Vis-à-vis d’une bicoque sans toit dont la façade, noire de fumée, avait conservé ce fragment d’inscription peinte en grosses lettres : chand de charbon, on lisait sur une enseigne en bois à moitié consumée et gisante au milieu des débris, ce bout d’une autre inscription : al ferrant.

C’était, quand on prend la route à main gauche, un peu avant d’arriver aux dernières maisons du village. Un hangar était encore debout, et il y avait dessous des cercles de roues, des jantes, des essieux et une paire de ridelles. Le maréchal était en même temps charron. Tous les outils avaient été dispersés, et pèle mêle les barres en fer du travail, les tenailles, les pinces, les soufflets, les enclumes, les marteaux s’éparpillaient dans la boue. Un pan de maçonnerie tailladé par le feu, avec trois trous à l’un desquels pendait un morceau de châssis, faisait ventre au-dessus de deux soupiraux de cave dont les barreaux n’avaient pas bougé.

— Elle est là-dedans, nous dit un soldat français, blessé au bras, qui regardait comme nous.

— Qui ça, elle ?

— La fille du maréchal, pardine ! Vous savez bien, le maréchal-ferrant de Bazeilles qui a tiré sur ces gueux quand ils sont entrés dans le village !

Et il nous raconta qu’au moment où les Prussiens allaient rentrer dans Bazeilles, le curé descendit sur la place et appela aux armes ses paroissiens. Les hommes s’armèrent de fusils, les femmes s’armèrent de fourches. On s’embusquait derrière les clôtures, au fond des caves, contre les arbres. Dans les rangs prussiens quelques hommes tombèrent.

Le premier qui tomba était un chirurgien-major. « À mort ! À mort ! » criaient les habitants de Bazeilles. Et les Prussiens poussèrent des cris terribles.

Tandis que partout dans Bazeilles, des haies, des toits et des souterrains, sortait un peu de fumée blanche et que toutes les vieilles carabines, arrachées du clou, pétardaient, les Prussiens allumèrent de la paille et la jetèrent dans les maisons. Une heure après, une énorme nuée noire tourbillonnait au-dessus de l’héroïque village, et Bazeilles flambait par tous les bouts.

On tirait toujours.

Ceux qui fuyaient chargeaient en fuyant et se retournaient dans la plaine pour faire le coup de feu. Les Prussiens, au nombre d’un bon mille, en ayant dix fois autant derrière eux, entrèrent alors dans les maisons et les pillèrent ; puis ils se mirent à battre à coups de plat de sabre les gens qu’ils rencontraient, presque toujours des femmes et des vieillards, et enfin les enfermèrent dans les caves, en sorte que les maisons, en croulant, les écrasaient.

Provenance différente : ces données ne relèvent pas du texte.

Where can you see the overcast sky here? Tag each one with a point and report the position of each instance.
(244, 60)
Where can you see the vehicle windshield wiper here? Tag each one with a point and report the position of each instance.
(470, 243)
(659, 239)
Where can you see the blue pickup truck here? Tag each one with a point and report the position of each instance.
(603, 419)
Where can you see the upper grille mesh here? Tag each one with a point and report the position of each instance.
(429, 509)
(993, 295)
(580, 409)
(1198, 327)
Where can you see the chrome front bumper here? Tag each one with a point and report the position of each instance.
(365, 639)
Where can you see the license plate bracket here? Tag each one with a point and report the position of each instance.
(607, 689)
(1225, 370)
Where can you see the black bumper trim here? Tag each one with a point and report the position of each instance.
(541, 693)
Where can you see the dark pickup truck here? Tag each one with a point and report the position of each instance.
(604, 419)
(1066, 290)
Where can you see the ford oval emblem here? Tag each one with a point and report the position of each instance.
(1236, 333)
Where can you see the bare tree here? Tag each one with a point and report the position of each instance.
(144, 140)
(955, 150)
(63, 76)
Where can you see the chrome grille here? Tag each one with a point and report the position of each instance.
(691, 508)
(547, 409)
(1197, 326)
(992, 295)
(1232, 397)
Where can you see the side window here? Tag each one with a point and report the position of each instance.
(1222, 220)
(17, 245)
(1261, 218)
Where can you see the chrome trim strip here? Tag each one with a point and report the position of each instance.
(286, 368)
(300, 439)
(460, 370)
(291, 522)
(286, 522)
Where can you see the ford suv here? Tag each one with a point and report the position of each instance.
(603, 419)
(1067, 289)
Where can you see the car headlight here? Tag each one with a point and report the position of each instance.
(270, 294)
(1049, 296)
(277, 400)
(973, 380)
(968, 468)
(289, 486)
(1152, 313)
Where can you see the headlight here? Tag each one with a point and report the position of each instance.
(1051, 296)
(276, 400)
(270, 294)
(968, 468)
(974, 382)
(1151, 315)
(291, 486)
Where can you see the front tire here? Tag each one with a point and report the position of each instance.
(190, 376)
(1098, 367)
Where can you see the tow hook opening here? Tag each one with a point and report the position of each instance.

Or, le premier coup de feu était parti de la maison du maréchal-ferrant, et c’était la fille du maréchal, une enfant de vingt ans, qui l’avait tiré. Vingt ans ! l’âge où l’on aime ! où les bois sont en fleurs ! où l’on effeuille les marguerites ! Celle-là donna sa vie. À présent elle gisait, sacrée par la mort, sous la maison de son père. L’obscure héroïne de Bazeilles fut enfermée dans la cave et brûlée.

Il y avait à deux pas de là un lazaret : nous y entrâmes. Un zouave était accroupi à la porte, la tête dans les mains, dans une posture farouche, et debout, à côté du zouave, un turco, le mantelet à l’épaule, regardait de son œil fixe la pluie qui tombait sur le village. Je n’ai point vu de cariatide plus sculpturale et plus émouvante : au seuil de cet hôpital des douleurs, on eût dit la guerre éternelle méditant de faire des vaincus les vainqueurs.

Tous les blessés du lazaret étaient des soldats français. Ils acceptaient avec joie les cigares et le tabac que nous leur donnions.

Quand nous leur parlâmes de leurs souffrances :

— Nous, ce n’est rien, disaient-ils. Mais la France ! Mais l’armée !

Et nous disions en leur serrant les mains :

— Allez ! Vous êtes Français ! La France, amis, ne meurt pas.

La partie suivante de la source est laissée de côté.